Last night i went to mexico with one of my best friends and 3 other guys i know. mexico is the perfect place for underage students who want to drink for cheap. and we went. So we get to this club, and the guys are chillin gettin as much beer as possible while me and my friend are drinking. from across the room two guys come and talk to us and then they went to the dance floor, and the guys were were with got kinda jelous. So im having a blast on the dance floor and then *joe, a tall skinny white guy starts talking shit. we all go back u pstairs and joe tells these guys to stop talking to me, so they dont because they are guys and they were going to fight inside that club! i somehow pull joe away and ask those other guys to just leave it alone, which they do. then one of the guys who works at the club, AB, asks me to dance with him, and i do. on the dance floor he kept tryin to kiss me, which was kinda annoying. we get back upstairs and Joe wants to fight AB and my friend LISA is yelling at some other guys to stop talking to me and then we see my old roomate and she is being beligerent and so is everybody else so i somehow get everybody to leave. crossing the border, we get through customs and the boys are still heated and want to fight so they go after these other two guys, and they were like just f*ck off before we mess you up, because they said they had brass on them. so then these two gay guys come along, and the guys we are with hit them and knock them down, and then they just left.

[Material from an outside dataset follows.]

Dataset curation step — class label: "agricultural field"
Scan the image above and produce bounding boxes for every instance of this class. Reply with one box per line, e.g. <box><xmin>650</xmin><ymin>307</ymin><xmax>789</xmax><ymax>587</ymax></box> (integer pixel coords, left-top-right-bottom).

I applogized for them cuz i felt so bad, i have never known anybody who would do that. i was very dissapointed and feeling bad for what the guys did, and i tried preventing it. so we drive back to our place, and just crash out. and then the next mornin i wake up, and my roomate is back in the room!
havent seen her in a while, so my friends come over and are being loud and abnoxious, while she is pretending to be asleep. so now im just chillin.... seein what there is to do!!!!!